A client with tetraplegia cannot do his own skin care. The nurse is teaching the caregiver about the importance of maintaining skin integrity. Which of the following will the nurse most encourage the caregiver to do? A) Maintain a diet for the client that is high in protein, vitamins, and calories. B) Avoid range of motion exercises for the client because of spasms. C) Keep accurate intake and output. D) Watch closely for signs of urinary tract infection.

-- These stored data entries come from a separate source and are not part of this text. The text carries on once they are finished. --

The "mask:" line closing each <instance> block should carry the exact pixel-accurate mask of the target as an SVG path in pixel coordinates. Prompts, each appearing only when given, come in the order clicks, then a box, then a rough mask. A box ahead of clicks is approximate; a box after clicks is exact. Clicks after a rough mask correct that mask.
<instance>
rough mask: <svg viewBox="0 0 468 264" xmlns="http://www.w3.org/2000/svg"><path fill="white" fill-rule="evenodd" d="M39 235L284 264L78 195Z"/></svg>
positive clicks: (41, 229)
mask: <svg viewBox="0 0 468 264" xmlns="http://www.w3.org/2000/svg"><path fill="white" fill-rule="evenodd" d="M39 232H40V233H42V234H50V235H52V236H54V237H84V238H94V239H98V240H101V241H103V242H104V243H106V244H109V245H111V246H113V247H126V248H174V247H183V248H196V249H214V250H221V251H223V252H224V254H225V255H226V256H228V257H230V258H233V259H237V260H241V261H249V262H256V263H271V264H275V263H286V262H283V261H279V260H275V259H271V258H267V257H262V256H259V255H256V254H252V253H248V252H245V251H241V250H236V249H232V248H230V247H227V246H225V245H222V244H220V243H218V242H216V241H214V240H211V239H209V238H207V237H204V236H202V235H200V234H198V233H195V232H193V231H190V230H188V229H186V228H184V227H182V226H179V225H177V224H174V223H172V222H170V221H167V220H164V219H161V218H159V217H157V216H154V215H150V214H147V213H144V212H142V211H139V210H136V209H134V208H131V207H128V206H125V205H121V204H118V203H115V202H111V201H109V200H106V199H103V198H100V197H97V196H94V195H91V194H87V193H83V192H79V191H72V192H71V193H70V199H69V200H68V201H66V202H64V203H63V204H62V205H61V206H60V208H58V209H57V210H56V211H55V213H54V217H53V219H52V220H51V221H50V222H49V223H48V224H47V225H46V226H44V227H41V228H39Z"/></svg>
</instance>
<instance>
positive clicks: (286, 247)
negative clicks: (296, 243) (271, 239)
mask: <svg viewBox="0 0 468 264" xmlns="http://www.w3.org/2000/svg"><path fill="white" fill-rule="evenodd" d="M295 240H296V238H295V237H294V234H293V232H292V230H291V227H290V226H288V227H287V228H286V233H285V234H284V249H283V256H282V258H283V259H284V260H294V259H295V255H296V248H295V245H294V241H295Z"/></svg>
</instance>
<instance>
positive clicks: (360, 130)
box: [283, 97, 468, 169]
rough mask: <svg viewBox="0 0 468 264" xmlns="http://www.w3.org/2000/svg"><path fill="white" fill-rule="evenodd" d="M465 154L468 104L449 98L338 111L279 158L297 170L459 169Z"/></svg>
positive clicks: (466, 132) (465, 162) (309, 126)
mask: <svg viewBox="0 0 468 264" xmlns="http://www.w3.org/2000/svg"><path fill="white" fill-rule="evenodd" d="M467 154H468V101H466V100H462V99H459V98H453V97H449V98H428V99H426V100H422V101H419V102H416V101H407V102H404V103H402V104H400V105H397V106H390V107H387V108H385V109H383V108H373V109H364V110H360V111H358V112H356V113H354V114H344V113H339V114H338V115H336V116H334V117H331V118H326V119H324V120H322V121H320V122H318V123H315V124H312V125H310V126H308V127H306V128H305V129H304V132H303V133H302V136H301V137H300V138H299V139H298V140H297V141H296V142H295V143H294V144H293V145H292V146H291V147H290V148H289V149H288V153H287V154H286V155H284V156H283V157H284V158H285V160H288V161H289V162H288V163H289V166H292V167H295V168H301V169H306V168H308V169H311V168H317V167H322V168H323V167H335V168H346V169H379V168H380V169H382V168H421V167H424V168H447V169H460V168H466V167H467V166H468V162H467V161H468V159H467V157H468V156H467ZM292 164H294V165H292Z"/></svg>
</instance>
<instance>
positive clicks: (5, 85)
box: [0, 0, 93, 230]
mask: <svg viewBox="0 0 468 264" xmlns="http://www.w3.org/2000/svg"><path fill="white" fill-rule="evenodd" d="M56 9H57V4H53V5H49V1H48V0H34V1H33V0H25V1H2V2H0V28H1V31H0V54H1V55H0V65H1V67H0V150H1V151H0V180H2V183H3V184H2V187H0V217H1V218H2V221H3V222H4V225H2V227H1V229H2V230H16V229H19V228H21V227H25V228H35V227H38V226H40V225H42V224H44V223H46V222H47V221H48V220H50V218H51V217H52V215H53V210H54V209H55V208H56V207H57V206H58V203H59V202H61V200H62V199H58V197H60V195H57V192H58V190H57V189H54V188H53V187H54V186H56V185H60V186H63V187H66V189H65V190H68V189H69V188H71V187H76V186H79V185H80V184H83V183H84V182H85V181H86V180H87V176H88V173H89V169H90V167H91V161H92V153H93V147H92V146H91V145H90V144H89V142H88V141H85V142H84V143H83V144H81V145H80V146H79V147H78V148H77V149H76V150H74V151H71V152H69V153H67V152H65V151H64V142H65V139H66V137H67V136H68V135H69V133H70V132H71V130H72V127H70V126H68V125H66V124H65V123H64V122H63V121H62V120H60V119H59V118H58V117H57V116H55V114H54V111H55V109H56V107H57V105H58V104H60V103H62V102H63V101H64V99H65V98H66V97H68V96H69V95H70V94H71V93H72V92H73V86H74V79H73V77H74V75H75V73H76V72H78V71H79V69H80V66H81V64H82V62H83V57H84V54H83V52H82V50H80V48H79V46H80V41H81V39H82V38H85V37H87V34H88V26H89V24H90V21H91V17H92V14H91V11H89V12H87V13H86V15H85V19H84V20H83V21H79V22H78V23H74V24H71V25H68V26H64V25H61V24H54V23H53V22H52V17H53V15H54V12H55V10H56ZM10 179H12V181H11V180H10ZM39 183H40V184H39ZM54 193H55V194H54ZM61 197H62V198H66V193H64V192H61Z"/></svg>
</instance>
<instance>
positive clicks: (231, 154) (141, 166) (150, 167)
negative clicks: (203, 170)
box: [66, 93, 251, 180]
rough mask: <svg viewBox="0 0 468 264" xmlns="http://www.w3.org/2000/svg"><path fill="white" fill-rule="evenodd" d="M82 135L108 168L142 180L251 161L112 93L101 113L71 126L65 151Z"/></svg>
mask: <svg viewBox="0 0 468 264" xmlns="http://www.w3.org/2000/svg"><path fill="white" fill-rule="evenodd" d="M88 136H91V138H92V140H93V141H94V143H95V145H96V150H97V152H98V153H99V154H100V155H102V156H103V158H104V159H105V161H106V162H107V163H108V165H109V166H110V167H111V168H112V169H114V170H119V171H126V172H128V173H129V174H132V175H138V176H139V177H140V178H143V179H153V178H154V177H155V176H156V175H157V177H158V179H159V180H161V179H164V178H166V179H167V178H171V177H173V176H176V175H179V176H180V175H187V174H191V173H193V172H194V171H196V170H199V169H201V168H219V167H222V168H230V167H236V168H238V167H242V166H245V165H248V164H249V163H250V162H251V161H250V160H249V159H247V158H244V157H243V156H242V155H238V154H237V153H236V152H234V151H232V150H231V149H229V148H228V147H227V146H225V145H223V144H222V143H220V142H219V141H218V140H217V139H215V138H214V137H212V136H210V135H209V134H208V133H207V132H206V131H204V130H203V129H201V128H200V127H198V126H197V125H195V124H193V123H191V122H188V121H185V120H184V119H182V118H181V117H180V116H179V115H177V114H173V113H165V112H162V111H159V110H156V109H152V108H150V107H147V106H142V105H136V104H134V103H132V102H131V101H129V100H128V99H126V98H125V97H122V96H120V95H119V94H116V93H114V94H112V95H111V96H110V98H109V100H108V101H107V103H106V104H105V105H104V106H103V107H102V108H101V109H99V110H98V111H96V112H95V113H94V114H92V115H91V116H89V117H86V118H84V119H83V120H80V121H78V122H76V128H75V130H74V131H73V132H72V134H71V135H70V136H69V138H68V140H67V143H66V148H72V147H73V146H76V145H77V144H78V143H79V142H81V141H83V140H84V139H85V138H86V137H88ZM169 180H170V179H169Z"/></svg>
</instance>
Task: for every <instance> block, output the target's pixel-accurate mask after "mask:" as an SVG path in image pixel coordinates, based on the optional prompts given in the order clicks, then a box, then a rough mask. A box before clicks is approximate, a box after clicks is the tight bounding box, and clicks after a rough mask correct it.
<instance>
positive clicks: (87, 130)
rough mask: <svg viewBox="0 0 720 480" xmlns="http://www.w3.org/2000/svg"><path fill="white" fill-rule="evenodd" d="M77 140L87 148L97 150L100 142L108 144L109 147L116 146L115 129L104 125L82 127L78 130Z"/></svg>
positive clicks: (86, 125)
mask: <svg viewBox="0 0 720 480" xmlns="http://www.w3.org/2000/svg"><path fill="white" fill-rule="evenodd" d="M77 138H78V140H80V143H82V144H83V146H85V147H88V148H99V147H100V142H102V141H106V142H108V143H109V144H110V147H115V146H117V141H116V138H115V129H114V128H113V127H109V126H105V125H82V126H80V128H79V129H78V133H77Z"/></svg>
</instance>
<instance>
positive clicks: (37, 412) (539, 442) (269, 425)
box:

A) Maintain a diet for the client that is high in protein, vitamins, and calories Explanation: To maintain healthy skin, the following interventions are necessary: regularly relieve pressure, protect from injury, keep clean and dry, avoid wrinkles in the bed, and maintain a diet high in protein, vitamins, and calories to ensure minimal wasting of muscles and healthy skin.

A client with paraplegia asks why exercises are done to the lower extremities every day. Which response will the nurse make? A) "They help stabilize total body functioning." B) "They aid in restoring your skeletal integrity." C) "They prepare you to function in the absence of your leg function." D) "They help prevent the development of contractures."

D) "They help prevent the development of contractures." Explanation: Clients are at high risk for the development of contractures as a result of disuse syndrome due to the musculoskeletal system changes brought about by the loss of motor and sensory functions below the level of injury. Range-of-motion exercises must be provided at least four times a day, and care is taken to stretch the Achilles tendon with exercises to prevent footdrop. Range-of-motion exercises are not done to stabilize total body functioning or restore skeletal integrity. Exercise programs are used to prepare to function in the absence of leg function.